Como siempre hay mucho que hacer y hay muchos lienzos en blanco en la ciudad, el dueño de un puesto de revistas, que antes pasaba por sombra ahora expresa el color y actitud del cluster gracias a los artistas locales Christian Z y Nukre. Siendo esto solo el inicio, pues otro fin de semana, vecinos de la colonia asistieron para decorar las jardineras que aún no tenían color, con mucha actitud a pesar de que acabaron empapados bajo la lluvia.

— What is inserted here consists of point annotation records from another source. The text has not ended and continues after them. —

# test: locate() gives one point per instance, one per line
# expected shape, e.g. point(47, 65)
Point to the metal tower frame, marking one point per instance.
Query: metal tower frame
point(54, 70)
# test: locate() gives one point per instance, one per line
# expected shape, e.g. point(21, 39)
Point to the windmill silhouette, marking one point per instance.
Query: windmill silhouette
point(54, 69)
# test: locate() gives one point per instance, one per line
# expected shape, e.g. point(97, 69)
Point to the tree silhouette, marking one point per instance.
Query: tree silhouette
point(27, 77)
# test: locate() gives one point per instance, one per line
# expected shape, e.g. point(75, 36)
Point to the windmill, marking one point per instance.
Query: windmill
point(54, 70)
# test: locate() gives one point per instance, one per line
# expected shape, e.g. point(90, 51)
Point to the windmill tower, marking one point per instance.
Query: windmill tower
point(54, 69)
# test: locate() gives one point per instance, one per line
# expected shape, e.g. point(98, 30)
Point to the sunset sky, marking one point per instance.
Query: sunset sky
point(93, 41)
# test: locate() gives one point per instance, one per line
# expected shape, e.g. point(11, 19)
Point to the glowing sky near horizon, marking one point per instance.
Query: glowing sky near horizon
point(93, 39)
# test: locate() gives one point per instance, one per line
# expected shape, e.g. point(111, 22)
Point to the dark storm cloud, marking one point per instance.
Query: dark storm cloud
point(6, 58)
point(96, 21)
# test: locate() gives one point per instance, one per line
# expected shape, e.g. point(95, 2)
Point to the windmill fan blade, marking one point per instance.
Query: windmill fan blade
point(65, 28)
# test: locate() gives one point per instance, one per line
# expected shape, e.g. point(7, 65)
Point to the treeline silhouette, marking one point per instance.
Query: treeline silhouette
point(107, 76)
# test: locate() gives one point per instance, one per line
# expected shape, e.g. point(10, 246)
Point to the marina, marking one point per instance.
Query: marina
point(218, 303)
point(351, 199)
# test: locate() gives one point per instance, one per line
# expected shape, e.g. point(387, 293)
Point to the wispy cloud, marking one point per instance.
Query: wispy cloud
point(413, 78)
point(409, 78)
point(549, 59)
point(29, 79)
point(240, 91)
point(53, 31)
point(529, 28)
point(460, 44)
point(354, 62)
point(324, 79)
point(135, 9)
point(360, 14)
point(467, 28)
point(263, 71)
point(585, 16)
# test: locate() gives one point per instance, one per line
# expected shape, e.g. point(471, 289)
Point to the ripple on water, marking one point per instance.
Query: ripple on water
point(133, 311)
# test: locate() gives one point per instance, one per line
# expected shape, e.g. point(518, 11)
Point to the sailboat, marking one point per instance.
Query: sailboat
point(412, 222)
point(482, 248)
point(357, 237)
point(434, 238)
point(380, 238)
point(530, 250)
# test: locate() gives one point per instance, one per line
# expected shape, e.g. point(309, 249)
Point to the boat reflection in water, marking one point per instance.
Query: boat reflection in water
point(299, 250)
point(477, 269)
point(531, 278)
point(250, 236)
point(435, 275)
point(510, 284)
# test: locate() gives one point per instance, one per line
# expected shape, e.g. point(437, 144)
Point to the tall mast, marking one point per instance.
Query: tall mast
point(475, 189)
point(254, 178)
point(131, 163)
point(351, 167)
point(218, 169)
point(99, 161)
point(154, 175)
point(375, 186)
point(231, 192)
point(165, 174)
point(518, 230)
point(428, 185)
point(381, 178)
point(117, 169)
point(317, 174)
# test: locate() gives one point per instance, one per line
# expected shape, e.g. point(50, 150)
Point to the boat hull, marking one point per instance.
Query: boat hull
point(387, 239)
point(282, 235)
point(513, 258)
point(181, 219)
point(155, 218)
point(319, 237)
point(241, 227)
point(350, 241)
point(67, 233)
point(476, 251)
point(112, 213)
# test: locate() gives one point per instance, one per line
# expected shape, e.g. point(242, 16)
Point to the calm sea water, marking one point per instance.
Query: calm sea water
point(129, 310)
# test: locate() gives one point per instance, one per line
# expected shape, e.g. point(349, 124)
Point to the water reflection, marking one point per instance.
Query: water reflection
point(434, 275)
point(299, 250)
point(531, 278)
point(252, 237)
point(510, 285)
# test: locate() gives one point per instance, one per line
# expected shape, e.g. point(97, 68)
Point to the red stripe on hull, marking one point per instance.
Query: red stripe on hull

Al crearse este entorno de participación social, era inevitable que hasta las personas que sólo estaban ahí en su rutina diaria, esperando el camión se hicieran presentes, pintando, columpiándose, construyendo, platicando, en fin respirando aquello que tanto nos hace falta pero poco se hace, salir a la calle a disfrutar de un buen rato de naturaleza y convivencia. Preguntaban si se repetiría cada fin de semana, dado que querían volver, con lo respuesta de que esperamos se pueda lograr un proyecto a largo plazo en este nuevo sitio de unión vecinal, como el gran ejemplo que nos presenta el Barrio de Santa Tere en su gran toma del espacio público el Día Internacional sin Auto, pintando, jugando, cantando, bailando en plena calle unidos para crear una mejor comunidad. Este día en diversos puntos de la ciudad, lxs ciudadanxs dejamos huella reclamando el respeto al peatón, a los ciclistas, una mejor educación vial y recuperación de espacios para la gente.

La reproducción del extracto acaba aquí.